Si racconta che Ameri avesse terrore di arrivare in ritardo alle partite e fosse solito presentarsi allo stadio tre ore prima dell'inizio. Nei vari stadi aveva compagni fidati che lo aiutavano a ingannare l'attesa con le carte. A fine gara si mescolava tra la folla in uscita dallo stadio e se ne andava, abitudine che tenne finché non diventò anche un volto televisivo. A lui si deve l'idea del Processo al calcio, che suggerì ad Aldo Biscardi: in effetti ne condusse le prime due edizioni, nell'81 e nell'82. Ameri fu anche in video nelle prime "contemporanee" con le partite domenicali, prima ancora di Quelli che il calcio, nel programma Italiani di Andrea Barbato. Era il 92, stava per arrivare lo strapotere delle tv sul pallone e Ameri, colpito anche da un ictus, sparì dalle scene. 

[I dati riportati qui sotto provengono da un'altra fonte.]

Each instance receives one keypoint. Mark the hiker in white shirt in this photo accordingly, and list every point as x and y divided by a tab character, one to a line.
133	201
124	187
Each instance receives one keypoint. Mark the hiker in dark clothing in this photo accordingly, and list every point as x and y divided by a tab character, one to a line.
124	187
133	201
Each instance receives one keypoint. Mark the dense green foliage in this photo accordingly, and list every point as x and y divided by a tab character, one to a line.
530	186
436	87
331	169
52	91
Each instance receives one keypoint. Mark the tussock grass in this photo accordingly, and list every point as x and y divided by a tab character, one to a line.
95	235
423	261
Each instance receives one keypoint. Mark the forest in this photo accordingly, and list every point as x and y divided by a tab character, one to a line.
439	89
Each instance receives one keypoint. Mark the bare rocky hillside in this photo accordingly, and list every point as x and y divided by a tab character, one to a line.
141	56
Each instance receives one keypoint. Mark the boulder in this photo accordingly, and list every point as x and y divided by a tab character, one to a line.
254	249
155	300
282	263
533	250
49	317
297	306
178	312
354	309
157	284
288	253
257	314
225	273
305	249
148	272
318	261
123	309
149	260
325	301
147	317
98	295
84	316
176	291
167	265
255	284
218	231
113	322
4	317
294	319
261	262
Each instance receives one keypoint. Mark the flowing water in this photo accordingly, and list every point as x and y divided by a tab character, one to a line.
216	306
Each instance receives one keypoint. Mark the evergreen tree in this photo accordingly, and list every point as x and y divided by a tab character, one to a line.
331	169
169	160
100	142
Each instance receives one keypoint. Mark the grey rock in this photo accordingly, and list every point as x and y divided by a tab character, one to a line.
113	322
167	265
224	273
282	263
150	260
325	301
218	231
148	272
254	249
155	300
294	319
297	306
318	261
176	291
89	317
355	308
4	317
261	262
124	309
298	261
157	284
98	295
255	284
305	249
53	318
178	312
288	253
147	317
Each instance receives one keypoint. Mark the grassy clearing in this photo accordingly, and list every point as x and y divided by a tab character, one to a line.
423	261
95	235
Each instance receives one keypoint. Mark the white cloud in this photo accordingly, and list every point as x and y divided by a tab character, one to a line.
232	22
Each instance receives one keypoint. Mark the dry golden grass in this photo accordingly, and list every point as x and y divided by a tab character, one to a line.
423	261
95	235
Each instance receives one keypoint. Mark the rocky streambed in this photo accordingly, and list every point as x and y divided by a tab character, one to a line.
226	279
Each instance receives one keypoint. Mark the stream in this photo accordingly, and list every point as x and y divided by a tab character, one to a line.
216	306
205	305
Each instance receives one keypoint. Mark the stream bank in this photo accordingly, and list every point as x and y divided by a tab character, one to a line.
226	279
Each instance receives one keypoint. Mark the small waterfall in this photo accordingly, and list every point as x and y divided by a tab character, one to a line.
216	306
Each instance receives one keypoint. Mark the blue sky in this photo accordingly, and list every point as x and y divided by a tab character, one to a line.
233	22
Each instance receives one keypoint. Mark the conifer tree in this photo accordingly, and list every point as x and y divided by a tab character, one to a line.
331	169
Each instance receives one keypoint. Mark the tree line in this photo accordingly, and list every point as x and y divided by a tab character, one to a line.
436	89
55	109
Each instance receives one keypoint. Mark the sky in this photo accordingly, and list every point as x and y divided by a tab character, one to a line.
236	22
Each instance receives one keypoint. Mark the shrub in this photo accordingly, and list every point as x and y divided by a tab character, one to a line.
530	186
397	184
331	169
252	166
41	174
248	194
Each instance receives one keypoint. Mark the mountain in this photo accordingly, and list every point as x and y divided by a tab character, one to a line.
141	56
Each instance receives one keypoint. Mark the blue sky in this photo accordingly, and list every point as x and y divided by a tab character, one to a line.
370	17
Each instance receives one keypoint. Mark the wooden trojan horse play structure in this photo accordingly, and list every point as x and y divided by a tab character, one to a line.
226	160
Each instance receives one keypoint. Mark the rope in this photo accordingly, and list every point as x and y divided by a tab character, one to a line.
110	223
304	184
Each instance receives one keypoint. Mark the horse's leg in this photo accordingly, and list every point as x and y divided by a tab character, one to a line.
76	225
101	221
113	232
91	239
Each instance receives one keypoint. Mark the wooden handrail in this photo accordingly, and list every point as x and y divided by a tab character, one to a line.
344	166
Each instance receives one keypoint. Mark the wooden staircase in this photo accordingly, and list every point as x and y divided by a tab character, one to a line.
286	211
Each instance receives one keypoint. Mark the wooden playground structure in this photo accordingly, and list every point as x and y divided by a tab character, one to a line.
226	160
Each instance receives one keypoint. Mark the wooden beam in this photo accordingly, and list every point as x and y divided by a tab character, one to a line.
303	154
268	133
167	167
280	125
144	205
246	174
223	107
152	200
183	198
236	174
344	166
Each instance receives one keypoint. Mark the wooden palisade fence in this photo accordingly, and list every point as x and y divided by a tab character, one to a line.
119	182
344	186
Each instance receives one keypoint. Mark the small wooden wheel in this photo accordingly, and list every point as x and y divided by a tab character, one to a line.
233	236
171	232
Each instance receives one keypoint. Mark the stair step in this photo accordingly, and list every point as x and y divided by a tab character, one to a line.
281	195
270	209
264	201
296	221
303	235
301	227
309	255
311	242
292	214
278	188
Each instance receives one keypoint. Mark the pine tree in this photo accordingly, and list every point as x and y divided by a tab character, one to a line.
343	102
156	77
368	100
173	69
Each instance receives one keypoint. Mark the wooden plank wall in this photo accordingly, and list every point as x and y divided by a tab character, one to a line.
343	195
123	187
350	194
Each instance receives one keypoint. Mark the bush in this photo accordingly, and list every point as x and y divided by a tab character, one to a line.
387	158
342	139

Milioni di italiani non hanno bisogno certo di parole per portare Ameri nella memoria, ognuno ha un ricordo particolare, da chi sosteneva che "fa vedere la partita alla radio" a quelli più critici per un modo del racconto che andava invecchiando rapidamente. Lo hanno ricordato tutti, ieri, dal suo successore diretto Riccardo Cucchi a molti altri. I radiofonici del calcio (quelli che secondo un commento molto cinico di un dirigente, tempo fa, "vengono ascoltati ormai solo dagli automobilisti") rimpiangono non solo lui ma un intero mondo perduto per sempre. E ne elogiano convinti soprattutto il tono e il ritmo. Come ha detto Cucchi: «Ci raccomandava sempre di stare attenti al ritmo delle parole, che però non significava parlare a raffica o urlare». Ecco, il rimpianto è tutto lì, e non solo nel calcio, e non solo alla radio.